Duke Energy Indiana wants to spend about $1.9 billion to upgrade its electric grid, a move it says would result in fewer and shorter power outages and would harden the grid against severe weather.
The Plainfield-based utility, the largest electric provider in Indiana, filed plans Tuesday with state regulators, seeking to pass along much of the cost to customers.
If approved by regulators, the plan would increase customer rates an average of about 1% each year from 2024 to 2029, for a 6% increase by the final year. The utility has about 860,000 customers, spread across 69 of Indiana’s 92 counties.
The move comes on the heels of Duke Energy’s $1.4 billion grid upgrade, a seven-year plan approved in 2016. Under that plan, Duke Energy said it upgraded, replaced or repaired more than 31,000 poles, rebuilt or improved more than 1,000 miles of overhead power lines and replaced or restored more than 670 miles of underground cable; improved 420 substations, and installed 37 “self-healing” networks on the electric grid that this year helped avoid more than 31,000 customer power outages.
Now the company wants to install more technology and stronger materials to keep the grid resilient against severe weather and reliable for customers.
“We’re creating a smarter electric grid that helps prevent outages and gets the lights back on sooner when problems do occur,” Stan Pinegar, the utility’s president, said in written remarks.
He said the upgrade would help prepare the grid for future needs, including more electric vehicles and more customers generating their own electricity. The company said the “hardening” would include such measures as upgrading wood poles to steel ones and modernizing substations.
The plan also calls for using new technologies to automatically detect and isolate outages so that fewer customers are affected. The upgrade would increase from 11% to 65% the Duke customer base served by such automatic circuits.
The Office of Utility Consumer Counselor said it will give the utility’s plan “a very close look” and will file testimony based on its review.

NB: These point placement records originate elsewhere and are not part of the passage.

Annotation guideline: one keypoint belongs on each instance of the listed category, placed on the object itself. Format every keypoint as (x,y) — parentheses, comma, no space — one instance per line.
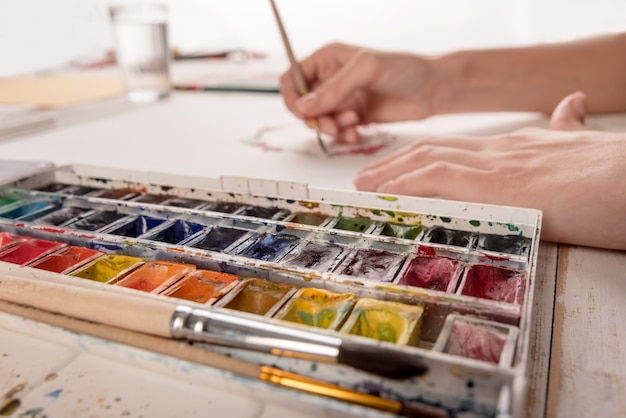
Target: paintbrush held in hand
(298,76)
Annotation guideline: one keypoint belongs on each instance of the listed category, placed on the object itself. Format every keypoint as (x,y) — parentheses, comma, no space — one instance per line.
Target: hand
(353,86)
(575,176)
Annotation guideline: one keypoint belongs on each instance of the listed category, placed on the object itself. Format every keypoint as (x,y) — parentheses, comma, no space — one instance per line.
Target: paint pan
(150,198)
(26,210)
(65,188)
(53,187)
(78,190)
(269,247)
(28,250)
(406,275)
(508,244)
(66,260)
(390,229)
(219,239)
(203,286)
(495,283)
(109,268)
(224,207)
(257,296)
(478,339)
(7,239)
(361,225)
(318,308)
(271,212)
(135,226)
(441,235)
(175,232)
(6,201)
(306,218)
(435,273)
(97,221)
(318,256)
(62,216)
(373,264)
(155,276)
(116,194)
(181,202)
(394,322)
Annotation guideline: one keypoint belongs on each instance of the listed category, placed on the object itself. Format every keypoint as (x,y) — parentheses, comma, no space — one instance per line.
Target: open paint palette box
(450,283)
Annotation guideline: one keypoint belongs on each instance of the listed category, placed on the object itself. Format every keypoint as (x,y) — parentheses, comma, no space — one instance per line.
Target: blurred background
(41,35)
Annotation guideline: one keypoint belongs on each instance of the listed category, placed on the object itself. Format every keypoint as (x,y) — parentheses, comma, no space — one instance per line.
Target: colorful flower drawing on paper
(299,139)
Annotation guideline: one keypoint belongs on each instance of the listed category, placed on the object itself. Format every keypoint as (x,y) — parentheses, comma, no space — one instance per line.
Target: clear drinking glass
(142,50)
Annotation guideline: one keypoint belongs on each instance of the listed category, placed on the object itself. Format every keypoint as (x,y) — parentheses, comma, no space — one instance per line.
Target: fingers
(358,72)
(428,142)
(393,169)
(441,179)
(569,115)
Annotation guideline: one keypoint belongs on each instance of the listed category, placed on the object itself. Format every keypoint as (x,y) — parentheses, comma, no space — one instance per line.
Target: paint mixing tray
(448,282)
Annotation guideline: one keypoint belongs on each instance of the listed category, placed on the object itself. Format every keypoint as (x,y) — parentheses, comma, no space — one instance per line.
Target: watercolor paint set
(447,283)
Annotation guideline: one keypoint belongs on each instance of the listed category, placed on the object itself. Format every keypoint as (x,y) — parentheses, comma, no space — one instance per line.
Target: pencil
(298,75)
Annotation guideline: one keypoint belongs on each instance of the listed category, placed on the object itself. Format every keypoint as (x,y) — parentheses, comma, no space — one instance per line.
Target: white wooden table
(577,335)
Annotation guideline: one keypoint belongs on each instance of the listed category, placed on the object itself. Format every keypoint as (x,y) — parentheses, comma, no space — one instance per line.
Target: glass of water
(142,50)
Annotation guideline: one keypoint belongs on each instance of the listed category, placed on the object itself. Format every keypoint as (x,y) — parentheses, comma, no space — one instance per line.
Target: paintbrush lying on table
(181,350)
(123,309)
(298,76)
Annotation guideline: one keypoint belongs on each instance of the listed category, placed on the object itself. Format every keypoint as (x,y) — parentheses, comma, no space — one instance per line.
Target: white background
(38,35)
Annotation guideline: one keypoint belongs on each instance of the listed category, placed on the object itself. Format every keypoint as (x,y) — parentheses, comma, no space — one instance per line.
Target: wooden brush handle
(117,309)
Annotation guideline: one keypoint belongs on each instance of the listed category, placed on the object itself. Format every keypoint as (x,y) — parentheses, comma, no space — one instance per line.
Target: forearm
(534,78)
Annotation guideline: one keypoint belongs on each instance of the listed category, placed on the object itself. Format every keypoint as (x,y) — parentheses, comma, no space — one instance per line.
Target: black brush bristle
(386,362)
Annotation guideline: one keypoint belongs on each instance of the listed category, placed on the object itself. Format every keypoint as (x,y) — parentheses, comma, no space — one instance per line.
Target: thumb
(569,115)
(358,72)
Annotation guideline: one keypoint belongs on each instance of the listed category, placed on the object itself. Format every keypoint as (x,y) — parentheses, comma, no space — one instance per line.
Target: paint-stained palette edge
(474,217)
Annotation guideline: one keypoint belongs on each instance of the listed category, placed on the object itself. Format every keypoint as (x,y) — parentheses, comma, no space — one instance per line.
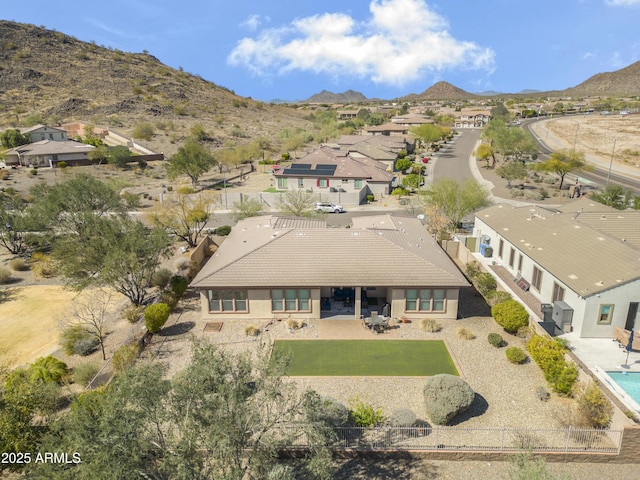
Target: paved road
(453,160)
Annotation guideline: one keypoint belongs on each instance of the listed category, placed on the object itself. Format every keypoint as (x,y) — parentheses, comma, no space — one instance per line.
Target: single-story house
(38,133)
(583,260)
(275,267)
(47,153)
(331,169)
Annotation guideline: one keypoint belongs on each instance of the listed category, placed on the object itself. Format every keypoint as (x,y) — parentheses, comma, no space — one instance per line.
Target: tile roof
(390,252)
(586,253)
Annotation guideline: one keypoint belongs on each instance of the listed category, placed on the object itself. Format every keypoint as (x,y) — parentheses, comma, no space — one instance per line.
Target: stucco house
(583,260)
(332,169)
(275,267)
(38,133)
(47,153)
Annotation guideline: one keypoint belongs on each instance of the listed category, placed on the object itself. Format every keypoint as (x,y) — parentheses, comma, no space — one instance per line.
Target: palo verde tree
(563,162)
(192,159)
(452,200)
(183,215)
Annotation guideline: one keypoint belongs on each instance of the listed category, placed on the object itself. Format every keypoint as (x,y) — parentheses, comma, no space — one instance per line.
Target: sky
(293,49)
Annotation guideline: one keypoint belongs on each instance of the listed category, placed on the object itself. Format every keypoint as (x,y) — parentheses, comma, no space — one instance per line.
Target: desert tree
(297,203)
(183,216)
(454,200)
(563,162)
(192,159)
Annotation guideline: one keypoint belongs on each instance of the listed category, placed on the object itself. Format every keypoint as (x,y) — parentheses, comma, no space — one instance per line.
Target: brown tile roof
(399,254)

In 2016, the OUCC played a part in lowering Duke Energy Indiana’s last grid plan by nearly $400 million.
Another consumer group, Citizens Action Coalition of Indiana, noted the utility is still in the midst of its last grid-modernization plan.
“It’s not clear to us what the difference is between that filing and this one,” said Kerwin Olson, the group’s executive director, in an email to IBJ. “Which begs the question, how much is enough?”
He said he hoped the utility would take advantage of available funds included in the recently passed federal infrastructure law to mitigate the impact on consumers, especially to protect low-income and other vulnerable households from significant rate increases.
Duke Energy Indiana said it estimated the modernization work would generate or support 1,270 Indiana jobs and generate an additional $4.3 million in state and local tax revenue annually.
It expects the Indiana Utility Regulatory Commission to hand down a decision by next summer.